Abstract
Anemia is a common complication in chronic kidney disease (CKD) and is associated with decreased quality of life, deteriorating kidney function, increased illness, higher mortality rates, and elevated healthcare costs. Management of CKD-related anemia aims to enhance renal function (when feasible) and bolster red blood cell production. Anemia in chronic kidney disease (CKD) stems from a variety of factors, including reduced erythropoietin (EPO) production, inadequate iron availability or functionality, and inflammation leading to heightened levels of hepcidin, among other causes.
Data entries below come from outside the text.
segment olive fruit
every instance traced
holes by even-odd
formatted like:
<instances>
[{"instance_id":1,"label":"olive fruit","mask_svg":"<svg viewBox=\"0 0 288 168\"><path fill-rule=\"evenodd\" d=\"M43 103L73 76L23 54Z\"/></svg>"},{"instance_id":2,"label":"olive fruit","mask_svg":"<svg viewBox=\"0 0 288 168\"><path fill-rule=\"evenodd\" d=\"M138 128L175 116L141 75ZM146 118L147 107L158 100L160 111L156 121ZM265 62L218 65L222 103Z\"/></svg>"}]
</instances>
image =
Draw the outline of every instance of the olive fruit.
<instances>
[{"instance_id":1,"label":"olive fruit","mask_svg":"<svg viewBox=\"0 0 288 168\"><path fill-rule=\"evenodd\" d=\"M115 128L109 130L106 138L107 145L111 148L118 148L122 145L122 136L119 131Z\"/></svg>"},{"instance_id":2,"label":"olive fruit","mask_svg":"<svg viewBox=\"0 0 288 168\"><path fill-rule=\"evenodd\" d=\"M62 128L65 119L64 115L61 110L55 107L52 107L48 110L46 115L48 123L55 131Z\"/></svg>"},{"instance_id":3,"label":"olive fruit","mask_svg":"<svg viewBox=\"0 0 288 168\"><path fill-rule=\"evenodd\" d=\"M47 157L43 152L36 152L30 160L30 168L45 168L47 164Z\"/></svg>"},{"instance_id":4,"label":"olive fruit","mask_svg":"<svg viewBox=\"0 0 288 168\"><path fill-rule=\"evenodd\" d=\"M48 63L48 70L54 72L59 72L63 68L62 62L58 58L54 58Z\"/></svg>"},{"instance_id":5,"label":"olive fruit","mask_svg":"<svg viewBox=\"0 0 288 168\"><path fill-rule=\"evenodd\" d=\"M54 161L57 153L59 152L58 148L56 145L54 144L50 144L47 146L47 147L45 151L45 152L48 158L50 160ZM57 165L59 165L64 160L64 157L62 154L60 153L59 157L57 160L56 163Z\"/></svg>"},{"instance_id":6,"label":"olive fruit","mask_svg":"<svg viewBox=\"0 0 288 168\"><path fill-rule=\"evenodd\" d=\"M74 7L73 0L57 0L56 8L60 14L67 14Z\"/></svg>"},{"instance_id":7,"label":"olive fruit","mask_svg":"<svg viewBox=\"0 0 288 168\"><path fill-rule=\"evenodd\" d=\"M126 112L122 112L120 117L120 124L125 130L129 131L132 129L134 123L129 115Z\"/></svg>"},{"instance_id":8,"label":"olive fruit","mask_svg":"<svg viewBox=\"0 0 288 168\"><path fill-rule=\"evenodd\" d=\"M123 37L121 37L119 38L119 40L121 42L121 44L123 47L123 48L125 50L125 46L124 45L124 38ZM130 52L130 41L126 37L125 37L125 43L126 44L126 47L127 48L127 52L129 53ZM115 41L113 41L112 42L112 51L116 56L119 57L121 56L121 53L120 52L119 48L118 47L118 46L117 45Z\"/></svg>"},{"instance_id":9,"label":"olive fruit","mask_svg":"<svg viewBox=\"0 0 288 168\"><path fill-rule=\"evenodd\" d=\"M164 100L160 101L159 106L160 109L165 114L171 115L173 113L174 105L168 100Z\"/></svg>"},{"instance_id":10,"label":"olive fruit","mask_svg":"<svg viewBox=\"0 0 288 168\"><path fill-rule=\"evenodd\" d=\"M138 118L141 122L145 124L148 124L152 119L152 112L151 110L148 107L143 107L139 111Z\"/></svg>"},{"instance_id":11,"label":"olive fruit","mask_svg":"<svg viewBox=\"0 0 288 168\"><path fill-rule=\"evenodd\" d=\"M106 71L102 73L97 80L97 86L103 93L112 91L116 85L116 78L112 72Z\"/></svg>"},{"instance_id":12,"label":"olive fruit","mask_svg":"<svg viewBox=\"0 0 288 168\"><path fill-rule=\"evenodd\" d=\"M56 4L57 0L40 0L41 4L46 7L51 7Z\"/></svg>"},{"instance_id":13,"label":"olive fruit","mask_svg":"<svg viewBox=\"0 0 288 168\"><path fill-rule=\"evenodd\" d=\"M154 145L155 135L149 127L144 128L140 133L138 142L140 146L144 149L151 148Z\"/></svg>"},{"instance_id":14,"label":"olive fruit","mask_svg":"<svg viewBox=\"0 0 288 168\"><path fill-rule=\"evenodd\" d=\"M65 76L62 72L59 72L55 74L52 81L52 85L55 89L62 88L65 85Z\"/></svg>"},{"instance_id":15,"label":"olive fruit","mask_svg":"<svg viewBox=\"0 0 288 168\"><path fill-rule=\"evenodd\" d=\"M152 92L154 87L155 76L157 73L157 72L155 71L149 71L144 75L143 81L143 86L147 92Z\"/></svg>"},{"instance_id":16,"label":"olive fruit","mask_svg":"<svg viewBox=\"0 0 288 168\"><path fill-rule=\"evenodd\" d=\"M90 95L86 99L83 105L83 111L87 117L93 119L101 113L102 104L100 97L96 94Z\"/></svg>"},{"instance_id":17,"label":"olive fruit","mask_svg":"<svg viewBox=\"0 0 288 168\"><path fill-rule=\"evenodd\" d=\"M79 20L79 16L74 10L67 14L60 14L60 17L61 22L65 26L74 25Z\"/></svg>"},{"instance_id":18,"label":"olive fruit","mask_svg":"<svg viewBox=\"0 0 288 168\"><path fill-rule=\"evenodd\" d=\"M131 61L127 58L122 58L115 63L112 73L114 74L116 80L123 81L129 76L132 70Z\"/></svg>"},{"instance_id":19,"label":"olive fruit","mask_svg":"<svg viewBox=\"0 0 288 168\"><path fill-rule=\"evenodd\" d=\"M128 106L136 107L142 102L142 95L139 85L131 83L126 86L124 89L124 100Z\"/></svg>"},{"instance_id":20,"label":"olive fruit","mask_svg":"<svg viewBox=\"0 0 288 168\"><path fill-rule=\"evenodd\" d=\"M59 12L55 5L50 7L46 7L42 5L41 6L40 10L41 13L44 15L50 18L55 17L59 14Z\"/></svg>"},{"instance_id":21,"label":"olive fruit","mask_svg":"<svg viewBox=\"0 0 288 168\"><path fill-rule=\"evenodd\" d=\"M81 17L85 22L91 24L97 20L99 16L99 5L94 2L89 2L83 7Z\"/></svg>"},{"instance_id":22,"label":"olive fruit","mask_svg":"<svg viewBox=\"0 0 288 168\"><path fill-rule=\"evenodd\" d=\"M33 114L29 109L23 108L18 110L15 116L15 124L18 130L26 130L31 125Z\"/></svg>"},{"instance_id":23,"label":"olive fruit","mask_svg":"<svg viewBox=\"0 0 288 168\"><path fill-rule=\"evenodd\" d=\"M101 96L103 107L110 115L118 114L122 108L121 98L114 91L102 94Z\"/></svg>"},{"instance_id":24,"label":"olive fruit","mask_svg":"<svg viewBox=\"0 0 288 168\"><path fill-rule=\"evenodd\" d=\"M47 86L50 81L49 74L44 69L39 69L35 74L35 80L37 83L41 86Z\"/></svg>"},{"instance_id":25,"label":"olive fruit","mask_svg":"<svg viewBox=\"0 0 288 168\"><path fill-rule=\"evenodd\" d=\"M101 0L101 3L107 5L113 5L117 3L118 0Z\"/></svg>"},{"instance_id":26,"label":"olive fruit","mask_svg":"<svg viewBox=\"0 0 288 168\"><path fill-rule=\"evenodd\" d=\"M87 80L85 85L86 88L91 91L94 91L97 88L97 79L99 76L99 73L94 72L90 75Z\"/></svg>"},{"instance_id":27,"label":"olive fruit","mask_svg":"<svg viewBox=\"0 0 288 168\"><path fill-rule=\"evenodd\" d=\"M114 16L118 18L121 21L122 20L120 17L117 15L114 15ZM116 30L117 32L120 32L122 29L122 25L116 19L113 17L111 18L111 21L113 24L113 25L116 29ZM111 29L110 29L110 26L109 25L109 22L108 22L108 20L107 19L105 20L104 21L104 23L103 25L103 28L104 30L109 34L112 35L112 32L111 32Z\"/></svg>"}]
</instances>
Typical treatment for CKD-related anemia involves administering oral or intravenous iron supplements in conjunction with erythropoiesis-stimulating agents (ESAs). Over the past decade, erythropoiesis-stimulating agents (ESAs) have proven effective in boosting hemoglobin (Hb) levels for many patients. However, concerns about their safety, particularly regarding increased cardiovascular risk—especially at high doses and in hyporesponsive patients—have emerged. As a result, there's been a shift towards adopting more cautious Hb targets. Iron deficiency is widespread among CKD patients, particularly in those not undergoing dialysis. While iron supplementation has traditionally been used to support anemia management, there's growing recognition of the potential benefits of intravenous iron therapy, especially in the context of heart failure. HIF prolyl hydroxylase inhibitors are promising new drugs being clinically evaluated as alternatives to ESAs for anemia treatment in CKD patients. Initial data suggest they effectively boost endogenous erythropoietin production with potential benefits like lower peak concentrations, efficacy in inflamed patients, and improved iron utilization. However, further research is needed to confirm their safety and efficacy in the long term use.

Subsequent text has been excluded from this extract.